Feeling mentally ready to hunt, it was time to prepare the supplies. I had most of the gear from my previous hunts. However, our goal with the javelin was to clean it in the field and bring it home to eat. Knowing “cleaning” an animal is anything but clean, I decided to bring the appropriate clothing for the task:
Thinking I was ready to go, an image of my prey flashed in my mind:
On the morning of our hunt, my Uncle and I set out early in an attempt to be in the field at the break of dawn. We reached our desired location just as the sun was coming over the hills and the light revealed traces of our quarry:
This javelina poo was so fresh I doubt he was even done wiping! We knew for certain that there was one (very relieved) javelin in the immediate vicinity.
We found a nearby wash to begin walking in search of scat originator.
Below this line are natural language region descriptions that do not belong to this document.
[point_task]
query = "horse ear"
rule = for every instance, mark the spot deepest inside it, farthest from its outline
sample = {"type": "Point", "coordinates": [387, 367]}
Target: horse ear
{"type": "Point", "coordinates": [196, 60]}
However, after only a few minutes, we realized we weren’t going to make much progress. The wild grass was so tall and thick, anything shorter than Sasquatch was safe. I literally wouldn’t be able to see a javelina until it was about 3 and a half feet away; which is about 800 feet closer than I am comfortable with.
So our next tactic was to silently creep to the top of a hill and “glass” the surrounding valley. This entails constantly surveying the land with binoculars waiting for movement. As you can imagine, this is a silent, calm endeavor. I had plenty of time to really get to know myself. And I am boring! After about 6 minutes my mind was wandering and my eyelids were getting heavy. Which can only mean one thing: selfie time. HOLLA!
After about an hour and a half of sitting on the hillside literally watching wild grass grow, we decided to look for more signs of javelin and use our well-tuned tracking skills to no doubt stumble upon a herd of javelin. We went to several different areas, walking for mile after fruitless mile and didn’t find any fresh tracks. By around 2 in the afternoon, we decided to cry mercy…errr….I mean, give our javelin prey a generous break by heading home.
Despite a day of searching for javelin, still the only time I’ve seen them in the wild was at the park by my house.
However, in only one day of javelina hunting I managed to take as many as the total coyotes and mountain lions I’ve got on all my previous trips…combined! BOOM!